#### Text Splitting from Documents- RecursiveCharacter Text Splitters
This text splitter is the recommended one for generic text. It is parameterized by a list of characters. It tries to split on them in order until the chunks are small enough. The default list is ["\n\n", "\n", " ", ""]. This has the effect of trying to keep all paragraphs (and then sentences, and then words) together as long as possible, as those would generically seem to be the strongest semantically related pieces of text.

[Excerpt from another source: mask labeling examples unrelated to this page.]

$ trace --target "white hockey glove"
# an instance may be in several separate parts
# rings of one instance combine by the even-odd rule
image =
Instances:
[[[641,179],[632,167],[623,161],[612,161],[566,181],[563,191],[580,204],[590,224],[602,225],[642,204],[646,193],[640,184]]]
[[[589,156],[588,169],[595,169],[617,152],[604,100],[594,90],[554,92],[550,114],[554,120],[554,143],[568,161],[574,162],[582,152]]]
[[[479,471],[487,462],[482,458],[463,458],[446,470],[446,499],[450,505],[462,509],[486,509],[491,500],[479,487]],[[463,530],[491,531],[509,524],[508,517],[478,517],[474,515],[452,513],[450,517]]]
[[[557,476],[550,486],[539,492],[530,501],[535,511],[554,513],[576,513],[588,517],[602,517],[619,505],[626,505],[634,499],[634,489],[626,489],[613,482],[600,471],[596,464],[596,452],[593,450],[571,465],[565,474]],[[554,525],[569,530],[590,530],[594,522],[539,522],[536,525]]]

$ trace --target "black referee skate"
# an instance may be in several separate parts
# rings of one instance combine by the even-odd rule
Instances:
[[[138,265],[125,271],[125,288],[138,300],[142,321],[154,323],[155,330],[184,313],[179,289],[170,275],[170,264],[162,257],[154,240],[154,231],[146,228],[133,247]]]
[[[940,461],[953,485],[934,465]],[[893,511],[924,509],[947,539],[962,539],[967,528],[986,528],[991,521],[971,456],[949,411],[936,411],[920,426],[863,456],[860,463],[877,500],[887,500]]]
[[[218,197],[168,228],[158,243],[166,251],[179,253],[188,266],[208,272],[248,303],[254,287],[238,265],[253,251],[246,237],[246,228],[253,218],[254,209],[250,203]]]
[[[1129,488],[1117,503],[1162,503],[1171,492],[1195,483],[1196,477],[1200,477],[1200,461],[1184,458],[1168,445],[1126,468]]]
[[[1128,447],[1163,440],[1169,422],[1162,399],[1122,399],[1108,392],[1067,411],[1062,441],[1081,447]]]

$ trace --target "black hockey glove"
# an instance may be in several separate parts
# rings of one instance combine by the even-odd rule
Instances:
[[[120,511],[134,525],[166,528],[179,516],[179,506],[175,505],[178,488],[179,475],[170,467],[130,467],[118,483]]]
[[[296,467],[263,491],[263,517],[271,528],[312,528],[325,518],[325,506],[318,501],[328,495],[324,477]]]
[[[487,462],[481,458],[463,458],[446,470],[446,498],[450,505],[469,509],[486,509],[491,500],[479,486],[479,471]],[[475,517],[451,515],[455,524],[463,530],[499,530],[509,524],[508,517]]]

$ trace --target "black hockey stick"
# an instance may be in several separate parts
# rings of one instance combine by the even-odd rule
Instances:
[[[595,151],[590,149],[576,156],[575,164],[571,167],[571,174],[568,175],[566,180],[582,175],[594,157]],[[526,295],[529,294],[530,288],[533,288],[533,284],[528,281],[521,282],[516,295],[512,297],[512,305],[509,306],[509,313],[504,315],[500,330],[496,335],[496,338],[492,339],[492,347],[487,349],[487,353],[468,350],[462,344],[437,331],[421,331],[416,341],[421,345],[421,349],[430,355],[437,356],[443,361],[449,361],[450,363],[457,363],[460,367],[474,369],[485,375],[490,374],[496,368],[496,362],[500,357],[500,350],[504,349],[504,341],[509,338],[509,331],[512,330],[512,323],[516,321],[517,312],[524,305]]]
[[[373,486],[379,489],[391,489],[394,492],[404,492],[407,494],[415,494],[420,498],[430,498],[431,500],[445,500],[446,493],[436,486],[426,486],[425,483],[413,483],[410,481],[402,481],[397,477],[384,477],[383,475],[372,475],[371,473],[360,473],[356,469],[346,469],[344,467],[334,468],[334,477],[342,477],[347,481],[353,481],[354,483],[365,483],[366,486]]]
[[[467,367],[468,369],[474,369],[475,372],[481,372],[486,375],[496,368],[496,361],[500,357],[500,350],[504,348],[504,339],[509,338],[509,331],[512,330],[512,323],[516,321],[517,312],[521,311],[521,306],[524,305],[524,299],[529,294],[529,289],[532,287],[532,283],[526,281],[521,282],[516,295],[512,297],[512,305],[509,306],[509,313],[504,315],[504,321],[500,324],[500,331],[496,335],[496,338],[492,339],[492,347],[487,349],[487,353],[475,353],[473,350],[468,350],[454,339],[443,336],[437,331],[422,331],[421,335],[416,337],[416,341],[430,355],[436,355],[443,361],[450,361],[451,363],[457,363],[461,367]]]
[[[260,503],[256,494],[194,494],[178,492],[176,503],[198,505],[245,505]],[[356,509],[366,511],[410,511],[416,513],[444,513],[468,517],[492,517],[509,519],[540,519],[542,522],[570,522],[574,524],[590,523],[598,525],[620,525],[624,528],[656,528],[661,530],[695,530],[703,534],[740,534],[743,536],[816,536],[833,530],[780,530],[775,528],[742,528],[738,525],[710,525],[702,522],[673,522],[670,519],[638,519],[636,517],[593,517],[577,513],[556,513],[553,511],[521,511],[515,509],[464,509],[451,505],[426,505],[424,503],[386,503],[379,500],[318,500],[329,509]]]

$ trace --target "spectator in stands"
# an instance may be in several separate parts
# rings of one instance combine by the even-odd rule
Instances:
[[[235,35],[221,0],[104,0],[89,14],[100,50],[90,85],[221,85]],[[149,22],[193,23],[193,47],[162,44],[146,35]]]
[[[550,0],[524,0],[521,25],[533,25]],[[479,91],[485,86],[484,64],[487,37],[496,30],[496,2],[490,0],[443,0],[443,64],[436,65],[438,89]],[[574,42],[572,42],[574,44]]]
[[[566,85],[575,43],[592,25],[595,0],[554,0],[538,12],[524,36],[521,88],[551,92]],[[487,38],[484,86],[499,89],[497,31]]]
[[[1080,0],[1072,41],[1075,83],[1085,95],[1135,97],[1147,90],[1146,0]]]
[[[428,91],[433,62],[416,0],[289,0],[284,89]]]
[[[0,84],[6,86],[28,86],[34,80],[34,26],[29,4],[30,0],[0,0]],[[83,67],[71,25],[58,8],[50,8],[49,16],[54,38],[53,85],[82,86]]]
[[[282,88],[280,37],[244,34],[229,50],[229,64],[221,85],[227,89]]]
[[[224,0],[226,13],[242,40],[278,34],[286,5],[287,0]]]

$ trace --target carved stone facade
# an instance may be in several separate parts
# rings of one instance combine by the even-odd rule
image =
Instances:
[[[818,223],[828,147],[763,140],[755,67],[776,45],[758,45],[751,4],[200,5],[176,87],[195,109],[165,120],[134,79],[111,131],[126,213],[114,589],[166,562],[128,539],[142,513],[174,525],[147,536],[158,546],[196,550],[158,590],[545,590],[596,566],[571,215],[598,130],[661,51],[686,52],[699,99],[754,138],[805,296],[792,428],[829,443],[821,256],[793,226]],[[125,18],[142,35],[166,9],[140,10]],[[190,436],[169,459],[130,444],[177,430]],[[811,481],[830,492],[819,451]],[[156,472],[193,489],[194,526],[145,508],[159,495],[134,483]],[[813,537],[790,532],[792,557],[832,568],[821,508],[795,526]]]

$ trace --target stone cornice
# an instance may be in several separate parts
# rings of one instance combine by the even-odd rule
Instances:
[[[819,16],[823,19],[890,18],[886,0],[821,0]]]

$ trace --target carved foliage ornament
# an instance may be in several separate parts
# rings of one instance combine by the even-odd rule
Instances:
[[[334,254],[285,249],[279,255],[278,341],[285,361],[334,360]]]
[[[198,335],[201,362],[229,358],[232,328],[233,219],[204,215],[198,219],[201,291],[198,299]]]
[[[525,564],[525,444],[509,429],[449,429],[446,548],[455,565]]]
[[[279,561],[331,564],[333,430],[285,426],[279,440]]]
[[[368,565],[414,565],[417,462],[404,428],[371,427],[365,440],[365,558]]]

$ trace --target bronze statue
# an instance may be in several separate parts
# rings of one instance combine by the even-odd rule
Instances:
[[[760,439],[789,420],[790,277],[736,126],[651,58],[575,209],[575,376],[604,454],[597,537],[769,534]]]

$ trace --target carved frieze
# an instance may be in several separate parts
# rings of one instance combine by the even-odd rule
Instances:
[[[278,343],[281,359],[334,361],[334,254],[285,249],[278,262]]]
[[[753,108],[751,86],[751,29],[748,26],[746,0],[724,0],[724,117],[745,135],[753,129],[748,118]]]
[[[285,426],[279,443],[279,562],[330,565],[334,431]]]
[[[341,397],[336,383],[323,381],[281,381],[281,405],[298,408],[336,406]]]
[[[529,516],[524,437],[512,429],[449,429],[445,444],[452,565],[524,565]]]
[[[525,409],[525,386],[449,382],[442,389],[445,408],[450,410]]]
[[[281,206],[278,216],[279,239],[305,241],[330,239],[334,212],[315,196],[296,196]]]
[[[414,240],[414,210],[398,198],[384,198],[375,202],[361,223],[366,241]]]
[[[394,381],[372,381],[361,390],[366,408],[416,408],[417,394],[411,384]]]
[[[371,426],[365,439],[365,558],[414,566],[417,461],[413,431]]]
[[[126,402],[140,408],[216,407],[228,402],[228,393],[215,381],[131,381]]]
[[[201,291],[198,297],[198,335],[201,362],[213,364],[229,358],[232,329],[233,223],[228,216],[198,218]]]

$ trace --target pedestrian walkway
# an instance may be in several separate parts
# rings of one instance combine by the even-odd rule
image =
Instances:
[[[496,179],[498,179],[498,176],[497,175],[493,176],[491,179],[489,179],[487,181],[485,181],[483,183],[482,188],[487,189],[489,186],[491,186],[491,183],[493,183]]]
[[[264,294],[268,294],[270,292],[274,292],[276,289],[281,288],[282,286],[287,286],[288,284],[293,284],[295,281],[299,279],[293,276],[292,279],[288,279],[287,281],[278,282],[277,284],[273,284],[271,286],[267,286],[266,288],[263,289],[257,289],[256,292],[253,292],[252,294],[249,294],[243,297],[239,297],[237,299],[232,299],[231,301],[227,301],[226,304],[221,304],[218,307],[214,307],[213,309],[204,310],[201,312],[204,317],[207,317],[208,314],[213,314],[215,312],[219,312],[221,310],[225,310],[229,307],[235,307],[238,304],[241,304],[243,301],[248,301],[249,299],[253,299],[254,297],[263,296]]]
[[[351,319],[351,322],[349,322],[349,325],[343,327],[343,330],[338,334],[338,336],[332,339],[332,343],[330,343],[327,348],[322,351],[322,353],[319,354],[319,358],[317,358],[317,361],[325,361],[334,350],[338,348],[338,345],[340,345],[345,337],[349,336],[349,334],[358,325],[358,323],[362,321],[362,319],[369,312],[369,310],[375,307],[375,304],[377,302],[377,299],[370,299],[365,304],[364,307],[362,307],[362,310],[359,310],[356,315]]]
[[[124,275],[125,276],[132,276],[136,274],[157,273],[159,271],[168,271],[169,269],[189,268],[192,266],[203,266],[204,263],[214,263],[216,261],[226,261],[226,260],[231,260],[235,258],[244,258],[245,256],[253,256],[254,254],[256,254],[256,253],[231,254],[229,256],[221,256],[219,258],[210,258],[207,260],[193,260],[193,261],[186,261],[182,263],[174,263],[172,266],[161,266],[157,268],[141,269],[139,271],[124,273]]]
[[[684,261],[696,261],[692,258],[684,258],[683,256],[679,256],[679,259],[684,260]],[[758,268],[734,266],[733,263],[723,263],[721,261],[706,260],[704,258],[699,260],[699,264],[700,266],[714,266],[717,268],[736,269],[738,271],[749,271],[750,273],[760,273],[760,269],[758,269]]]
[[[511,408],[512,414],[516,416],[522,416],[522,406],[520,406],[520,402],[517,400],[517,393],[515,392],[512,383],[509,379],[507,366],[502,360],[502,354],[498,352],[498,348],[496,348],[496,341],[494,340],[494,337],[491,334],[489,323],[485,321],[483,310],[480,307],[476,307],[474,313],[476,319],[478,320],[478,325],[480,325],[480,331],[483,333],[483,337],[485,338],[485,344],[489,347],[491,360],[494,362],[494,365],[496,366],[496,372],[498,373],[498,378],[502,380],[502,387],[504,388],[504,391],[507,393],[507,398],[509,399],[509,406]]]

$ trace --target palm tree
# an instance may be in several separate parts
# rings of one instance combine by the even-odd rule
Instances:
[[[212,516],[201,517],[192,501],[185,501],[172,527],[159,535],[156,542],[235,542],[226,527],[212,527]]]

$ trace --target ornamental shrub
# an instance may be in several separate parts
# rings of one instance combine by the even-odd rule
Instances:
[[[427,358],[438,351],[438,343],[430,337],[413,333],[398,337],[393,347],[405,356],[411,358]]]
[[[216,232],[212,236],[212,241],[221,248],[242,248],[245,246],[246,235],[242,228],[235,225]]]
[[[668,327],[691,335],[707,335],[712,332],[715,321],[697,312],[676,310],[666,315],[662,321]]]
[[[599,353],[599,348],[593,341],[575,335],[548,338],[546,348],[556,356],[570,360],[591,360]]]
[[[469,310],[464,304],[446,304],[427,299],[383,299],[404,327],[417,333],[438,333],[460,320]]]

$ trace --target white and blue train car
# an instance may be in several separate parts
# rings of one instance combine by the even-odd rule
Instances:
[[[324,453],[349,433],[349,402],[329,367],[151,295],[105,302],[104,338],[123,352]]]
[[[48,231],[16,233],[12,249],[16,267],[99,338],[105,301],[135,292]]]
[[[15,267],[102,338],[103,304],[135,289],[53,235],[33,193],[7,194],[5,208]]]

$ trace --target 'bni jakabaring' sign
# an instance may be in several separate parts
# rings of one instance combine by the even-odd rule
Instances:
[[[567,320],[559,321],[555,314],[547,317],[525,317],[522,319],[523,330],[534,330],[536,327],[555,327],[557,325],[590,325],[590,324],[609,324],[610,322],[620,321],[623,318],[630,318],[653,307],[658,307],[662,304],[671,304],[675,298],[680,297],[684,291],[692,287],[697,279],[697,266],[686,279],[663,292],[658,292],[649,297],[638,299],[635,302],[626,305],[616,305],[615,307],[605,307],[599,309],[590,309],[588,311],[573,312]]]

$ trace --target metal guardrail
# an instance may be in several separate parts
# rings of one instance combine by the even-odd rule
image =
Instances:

- How the text is split: by list of characters.
- How the chunk size is measured: by number of characters.


In [2]:
## Reading a PDf File
from langchain_community.document_loaders import PyPDFLoader
loader=PyPDFLoader('attention.pdf')
docs=loader.load()

##### How to recursively split text by characters

In [4]:
from langchain_text_splitters import RecursiveCharacterTextSplitter

# chunk overlap: how much of the text from one chunk overlaps with the next chunk.
# with chunk_overlap=50, the last 50 characters of one chunk will be included as the first 50 characters of the subsequent chunk.
# chunk size: defines the maximum length (in characters) of each chunk.
text_splitter=RecursiveCharacterTextSplitter(chunk_size=500,chunk_overlap=50)
final_documents=text_splitter.split_documents(docs)

In [5]:
# this is also list of langchain docs, which contains further methods
type(final_documents)

list

In [6]:
final_documents[0].page_content[:100]

'Provided proper attribution is provided, Google hereby grants permission to\nreproduce the tables and'

In [7]:
print(final_documents[0].page_content[-100:])
print("\t")
print(final_documents[1].page_content[:100])

Jones∗
Google Research
llion@google.com
Aidan N. Gomez∗ †
University of Toronto
aidan@cs.toronto.edu
	
University of Toronto
aidan@cs.toronto.edu
Łukasz Kaiser∗
Google Brain
lukaszkaiser@google.com
Illia


In [8]:
## Text Loader

from langchain_community.document_loaders import TextLoader

loader=TextLoader('speech.txt')
docs=loader.load()

### Let's see create_documents when we have raw text file

That's mean we have to pass text file (python native) instead of langchain doc

In [10]:
# this speech variable will just contain text, it is not a document
speech=""
with open("speech.txt") as f:
    speech=f.read()

# because speech this time is not documnet, we are using create_doc
text_splitter=RecursiveCharacterTextSplitter(chunk_size=100,chunk_overlap=20)
text=text_splitter.create_documents([speech])

In [12]:
# it is same, list of langchain docs
type(text[0])

langchain_core.documents.base.Document

In [20]:
print(text[0])
print(text[1])

page_content='The world must be made safe for democracy. Its peace must be planted upon the tested foundations of'
page_content='foundations of political liberty. We have no selfish ends to serve. We desire no conquest, no'